By Neil Johnson - May 3rd 2023
BELOIT
A Midwest chain known for its roast beef sandwiches and cheddar fries says it plans to build three new restaurants in Janesville and Beloit, but with a twist.
In what appears to be a first locally, the restaurants would be built out of metal shipping boxcars.
City of Janesville and city of Beloit building department and planning officials say they haven’t yet seen formal plans submitted by fast-casual restaurant chain Beef-a-Roo, although Janesville planning division records indicate that it did reach out to city planning officials late in 2022 to ask some preliminary zoning and development questions.
Beef-a-Roo said in an announcement Wednesday that it “plans” to build new locations in Beloit and Janesville, plus a third location in the Green County community of Monroe, although Beef-a-Roo didn’t indicate where exactly the three restaurants might be built or when.
According to Beef-a-Roo’s announcement, the 55-year-old Midwest chain intends to build all three new southern Wisconsin restaurants using repurposed metal modular containers in an “innovative” design that the company said would allow franchise operators to buy and operate at a lower cost.
Images Beef-a-Roo has shared with other media outlets since launching the new shipping container-centric building design show a smaller format restaurant.
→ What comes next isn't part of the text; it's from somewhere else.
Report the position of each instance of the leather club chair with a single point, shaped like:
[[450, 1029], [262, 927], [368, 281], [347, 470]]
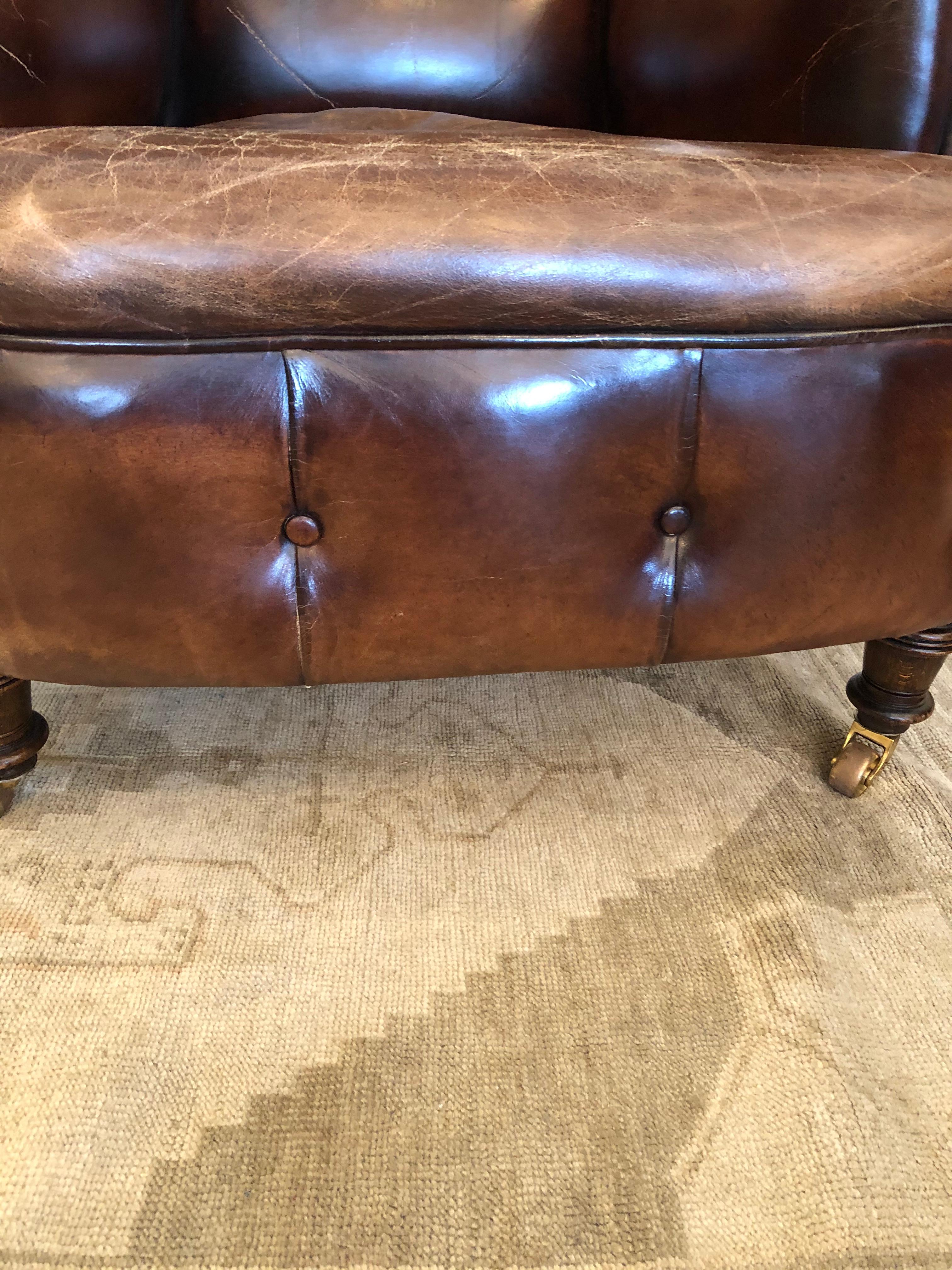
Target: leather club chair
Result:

One location that recently opened in northeastern Michigan measured only about 800 square feet.
The Michigan Beef-a-Roo shown in company images has a three-season patio for outdoor dining, and a drive-thru, but no indoor seating.
The company has 17 restaurants throughout the Midwest, including locations scattered across the Rockford metro area. In its announcement, it said it intends to build 10 new stores nationwide, many potentially from shipping containers.
Beef-a-Roo’s announcement came through a third-party marketing firm that, among other services, says it helps its clients find local franchise operators. A sales representative at the firm did not immediately respond to a phone call and messages from a Gazette reporter.
T.J. Nee, the city of Beloit’s director of planning and building, said Beef-a-Roo hasn’t come forward with a plan he’s aware of, but he said Beloit doesn’t have any specific codes or ordinances that prohibit a developer building a restaurant out of shipping containers.
Nee said standard building codes do have hard limits on how much metal can be left exposed on exterior walls. Nee said images he’s found of Beef-a-Roo’s prototype modular-container store design show the company covers the shipping container with facades.
“Looking at the Beef-A-Roo model, it appears they use various siding and other decorative panels to cover the shipping containers, so it may not be an issue,” Nee said.
Janesville Planning Director Duane Cherek said the city heard from Beef-a-Roo late last year, although he characterized the conversations as preliminary and said the city hasn’t had contact with the chain since.
Cherek pointed out that many of the chain’s half-dozen restaurant locations in Rockford appear to have been built out in existing buildings that Beef-a-Roo or a franchisee appear to have renovated.
Like Nee, Cherek said he’s aware of no city rules specifically barring use of metal shipping containers to build permanent structures.
He said local and state building codes would dictate that any materials used in the building meet standards for strength and structural integrity, but there’s no law or rule precluding the use of recycled metal boxes as framing for buildings.
Cherek said he’s aware that developers nationally and globally have turned increasingly to the use of shipping containers in construction under the precept that it’s an environmentally responsible move. But he said Janesville has seen no past commercial or residential development proposals that would rely on metal modular containers as a building material.
He said the city’s planning division and the plan commission would vet the project under standard zoning and conditional use processes.
“When the world is full of those (shipping containers) for international commerce, the resource is there. It’s just we haven’t ever had anything like that come across here at the city,” Cherek said. “If it does, we’d evaluate it like we do all projects.”